International career
- 2007: Estonia / 1 / (0)

= Siim Roops =

Estonian footballer

Siim Roops (born 4 March 1986 in Tartu) is an Estonian footballer.

==Career==
He started his career in JK Tammeka Tartu. In 2007, he joined Valdres FK from FC Flora Tallinn. He later returned to Estonia and Flora Tallinn. He joined JK Viljandi Tulevik on loan, and later rejoined JK Tammeka. In 2012, he signed for FK Jerv in Norway. In 2014, he moved to Santos Tartu in Estonia.
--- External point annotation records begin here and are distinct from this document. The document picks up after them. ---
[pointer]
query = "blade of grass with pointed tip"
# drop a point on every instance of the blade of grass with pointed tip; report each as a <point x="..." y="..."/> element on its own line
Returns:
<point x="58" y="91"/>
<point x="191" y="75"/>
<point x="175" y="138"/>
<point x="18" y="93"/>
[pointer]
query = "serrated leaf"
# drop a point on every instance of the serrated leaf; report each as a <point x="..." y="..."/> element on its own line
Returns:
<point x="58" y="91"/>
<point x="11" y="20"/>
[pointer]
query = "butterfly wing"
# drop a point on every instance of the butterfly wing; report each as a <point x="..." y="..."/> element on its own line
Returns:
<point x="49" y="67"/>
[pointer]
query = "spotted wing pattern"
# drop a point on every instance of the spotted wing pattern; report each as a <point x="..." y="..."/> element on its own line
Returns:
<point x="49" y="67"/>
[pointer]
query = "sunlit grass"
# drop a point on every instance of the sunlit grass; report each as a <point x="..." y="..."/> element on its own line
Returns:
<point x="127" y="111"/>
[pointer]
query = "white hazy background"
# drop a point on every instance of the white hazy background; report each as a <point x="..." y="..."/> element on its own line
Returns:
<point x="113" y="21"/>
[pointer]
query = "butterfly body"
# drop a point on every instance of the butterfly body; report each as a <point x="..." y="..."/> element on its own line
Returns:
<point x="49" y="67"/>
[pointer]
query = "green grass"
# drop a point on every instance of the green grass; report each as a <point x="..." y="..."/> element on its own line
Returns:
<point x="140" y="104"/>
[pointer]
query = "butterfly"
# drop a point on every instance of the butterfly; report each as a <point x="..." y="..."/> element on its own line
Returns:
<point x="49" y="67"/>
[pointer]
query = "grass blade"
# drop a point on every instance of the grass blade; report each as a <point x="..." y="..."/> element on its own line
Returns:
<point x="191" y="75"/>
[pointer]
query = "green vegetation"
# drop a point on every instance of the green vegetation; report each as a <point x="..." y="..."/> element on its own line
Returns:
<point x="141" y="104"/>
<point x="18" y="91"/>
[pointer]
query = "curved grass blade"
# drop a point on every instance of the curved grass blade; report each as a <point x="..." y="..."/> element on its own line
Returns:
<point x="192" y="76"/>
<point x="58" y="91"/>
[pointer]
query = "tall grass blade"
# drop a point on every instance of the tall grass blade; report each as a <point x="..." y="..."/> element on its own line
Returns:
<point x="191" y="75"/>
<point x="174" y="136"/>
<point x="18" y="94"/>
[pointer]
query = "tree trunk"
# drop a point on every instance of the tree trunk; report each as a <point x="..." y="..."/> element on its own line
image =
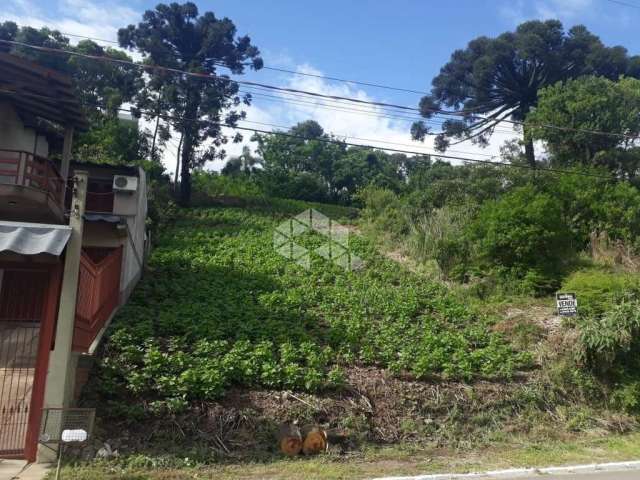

He subsequently joined FC Otepää in 2019, where he currently remains an active player.

He plays the position of defender and is 1.82 m tall.

==International career==
He made his national team debut for Estonia on 3 February 2007 against Poland, becoming 200th player to play for the country.